Among the other recognizable names are Emily Rapp Black, author of “The Still Point of the Turning World,” about the aftermath of her infant son’s Tay-Sachs diagnosis, and Lucy Kalanithi, whose late husband Paul Kalanithi wrote his Pulitzer Prize-nominated memoir “When Breath Becomes Air” in the process of dying of cancer while training in neurosurgery at Stanford.

“It’s true there are some big names in the book, but we also have a lot of fresh voices, people with amazing stories who have never been published before,” Birkner said.

“Loss is the great leveler,” Soffer added.

Gabrielle Birkner with her late father Larry and late stepmother Ruth c. 2000 (Courtesy)

Jacqueline Murekatete is a contributor likely unfamiliar to readers. In her “Where The Heart No Longer Is” essay, she recounts the massacre of her entire family during the Rwandan genocide. The sole survivor, she returned many years later to her home village to discover she felt absolutely no connection to it anymore.

Birkner, 38, invited Murekatete to write a piece for the book after covering her work as a human rights activist, and her cooperation on genocide education projects with Holocaust survivors.

The book deals with the long arc of grief and loss, acknowledging that things like ugly crying, triggers and Freudenschade (the opposite of Schadenfreude, and the sting you feel when you see a stranger having brunch with her mother, when yours is dead) don’t go away after the first year — if ever.

“Clients ask me how long their grief will last. The answer is that closure is a myth. Grief comes in waves. Grief is not a linear process and it doesn’t end. What I love about ‘Modern Loss’ is that it normalizes these things,” said Abby Spilka, a certified thanatologist who has a masters degree in applied psychology and works with the bereaved in private practice in New York.

Rebecca Soffer with her late mother Shelby in 2005. (Courtesy)

Spilka is a fan of the Modern Loss website and rushed to get the book as soon as it was published. She wishes something like this had been around when her mother died in 1988. Spilka left UCLA in her senior year to return home to care for her sick mother.
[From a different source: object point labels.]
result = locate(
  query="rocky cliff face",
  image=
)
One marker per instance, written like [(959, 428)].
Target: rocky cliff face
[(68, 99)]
When she returned to school after her mother’s passing, her classmates, roommates and friends had already graduated and moved on.
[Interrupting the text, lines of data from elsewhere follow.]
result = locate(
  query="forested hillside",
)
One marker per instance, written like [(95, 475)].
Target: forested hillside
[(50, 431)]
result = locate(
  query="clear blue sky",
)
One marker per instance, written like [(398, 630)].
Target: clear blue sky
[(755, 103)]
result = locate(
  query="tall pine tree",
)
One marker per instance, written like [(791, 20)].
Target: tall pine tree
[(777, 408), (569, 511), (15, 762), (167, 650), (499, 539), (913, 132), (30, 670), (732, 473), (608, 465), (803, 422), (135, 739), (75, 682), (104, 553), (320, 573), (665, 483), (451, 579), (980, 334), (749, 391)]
“I returned to school alone and without a support system. I didn’t have those echoing voices of the Modern Loss community reassuring me that I was not going crazy,” Spilka said.

Birkner and Soffer said they were grateful for the technological advances that enabled them to launch and build Modern Loss.

However, it can be a double-edged sword. Thanks to social media, people are more open to sharing everything about their lives. It allows them to put their grief out in front of tens, hundreds, and even thousands of individuals and receive responses and acknowledgements of their pain in a very short time.

“Even if it is just in a small way, like an emoji, it’s still a lot of love very quickly,” Birkner said.

Rebecca Soffer with her late parents Shelby and Ray in 1997. (Courtesy)

At the same time, tech algorithms can inadvertently cause pain, like when Facebook puts together a collage of photos from the previous year, or parents receive an automated message reminding them to enroll their dead child in kindergarten.

Soffer, 41, pointed to characteristics of modern society that have drawn people to Modern Loss.

“We are trying to reboot a conversation about loss that in the past was more closed, more limited to religious community circles and houses of worship. There just aren’t the same kind of grieving spaces there used to be, because we are venturing further away from our nuclear families and we’re traveling more. Even our work families are not as settled and long-term as they once were, because we change jobs so often,” Soffer said.

“We are trying to provide that community for people in digital, and now in handheld, format,” she said.